Understanding character encoding

Last Update:2018-12-06 Source: Internet

Author: User

Developer on Alibaba Coud: Build your first app with APIs, SDKs, and tutorials on the Alibaba Cloud. Read more ＞

We can make an experiment, use NotePad to save the Chinese and English character strings of "China AB" in different encoding methods into multiple ". txt" files, and then directly view their binary content:

Figure 1 Comparison of character encoding

Figure 1 shows the different binary data obtained by "China AB" in four encoding methods (ANSI, UTF8, Unicode, and Unicode Big Endian.

Take the English character "a" as an example. The numbers produced by ANSI and UTF8 are both "61 ", but Unicode extended it to a 2-byte 16-bit binary ("61 00" and "00 61"), so we call this encoding method A UTF-16.

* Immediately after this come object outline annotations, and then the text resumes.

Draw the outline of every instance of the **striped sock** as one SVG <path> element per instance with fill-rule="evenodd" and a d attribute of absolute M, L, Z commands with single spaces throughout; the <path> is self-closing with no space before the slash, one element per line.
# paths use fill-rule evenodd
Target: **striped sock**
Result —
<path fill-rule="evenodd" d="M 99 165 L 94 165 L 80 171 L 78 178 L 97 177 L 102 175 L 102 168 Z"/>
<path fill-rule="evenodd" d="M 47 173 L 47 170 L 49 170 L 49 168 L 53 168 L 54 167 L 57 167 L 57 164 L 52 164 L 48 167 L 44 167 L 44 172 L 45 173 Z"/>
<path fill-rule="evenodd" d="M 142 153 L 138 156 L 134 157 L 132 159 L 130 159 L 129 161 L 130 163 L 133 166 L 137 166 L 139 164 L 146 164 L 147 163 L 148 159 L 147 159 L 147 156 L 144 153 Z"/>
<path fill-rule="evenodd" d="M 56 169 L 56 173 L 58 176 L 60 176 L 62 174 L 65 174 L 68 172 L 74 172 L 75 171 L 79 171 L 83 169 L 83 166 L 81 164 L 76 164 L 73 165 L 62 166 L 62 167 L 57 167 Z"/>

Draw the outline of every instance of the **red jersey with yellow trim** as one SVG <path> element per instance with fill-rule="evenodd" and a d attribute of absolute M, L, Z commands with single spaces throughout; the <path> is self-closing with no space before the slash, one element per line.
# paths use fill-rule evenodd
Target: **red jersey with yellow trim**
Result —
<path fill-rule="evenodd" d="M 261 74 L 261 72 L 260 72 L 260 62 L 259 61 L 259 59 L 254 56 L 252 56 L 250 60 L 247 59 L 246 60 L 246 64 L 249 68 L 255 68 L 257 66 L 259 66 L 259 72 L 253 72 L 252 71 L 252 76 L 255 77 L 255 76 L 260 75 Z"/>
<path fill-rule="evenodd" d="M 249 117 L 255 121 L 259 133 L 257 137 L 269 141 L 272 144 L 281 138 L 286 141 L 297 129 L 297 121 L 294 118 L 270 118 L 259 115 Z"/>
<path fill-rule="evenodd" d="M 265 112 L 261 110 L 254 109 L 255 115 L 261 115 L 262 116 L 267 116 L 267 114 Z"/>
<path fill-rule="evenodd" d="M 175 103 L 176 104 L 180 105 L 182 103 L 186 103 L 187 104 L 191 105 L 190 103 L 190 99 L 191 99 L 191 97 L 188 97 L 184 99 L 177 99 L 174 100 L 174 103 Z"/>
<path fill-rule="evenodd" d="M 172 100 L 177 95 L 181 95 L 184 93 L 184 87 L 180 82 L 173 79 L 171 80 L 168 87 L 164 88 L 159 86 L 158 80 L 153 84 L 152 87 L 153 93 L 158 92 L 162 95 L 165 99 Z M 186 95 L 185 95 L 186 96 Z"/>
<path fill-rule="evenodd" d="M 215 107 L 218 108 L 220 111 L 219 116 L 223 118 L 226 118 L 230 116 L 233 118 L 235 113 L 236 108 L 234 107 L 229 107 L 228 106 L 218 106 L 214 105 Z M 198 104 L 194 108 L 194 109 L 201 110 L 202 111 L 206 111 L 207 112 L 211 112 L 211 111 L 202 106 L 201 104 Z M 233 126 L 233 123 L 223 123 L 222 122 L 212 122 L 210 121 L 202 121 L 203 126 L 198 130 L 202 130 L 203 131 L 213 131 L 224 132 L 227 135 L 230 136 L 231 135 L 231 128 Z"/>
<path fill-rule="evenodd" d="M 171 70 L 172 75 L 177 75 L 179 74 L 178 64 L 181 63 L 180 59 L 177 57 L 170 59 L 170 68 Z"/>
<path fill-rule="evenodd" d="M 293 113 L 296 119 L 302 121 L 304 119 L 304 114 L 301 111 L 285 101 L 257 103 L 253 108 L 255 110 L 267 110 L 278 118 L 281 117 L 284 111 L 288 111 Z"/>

UTF-16 can be subdivided into two encoding methods: Big Endian mode and Little_Edian mode, the only difference between the two is that the byte order is just the opposite, the Little_Edian method encodes "a" into "61 00", while the Big Endian method is encoded as "00 61 ".

Now let's take a look at the Chinese character. The Chinese character "China" has two Chinese characters, and the ANSI code is "D6 D0 B9 FA". Four bytes. One Chinese Character occupies two bytes, UTF8 is encoded as "E4 B8 AD E5 9B BD", with 6 bytes. One Chinese Character occupies 3 bytes! This indicates that UTF8 is a variable-length code, which may use 1 ~ 4 bytes to indicate a character.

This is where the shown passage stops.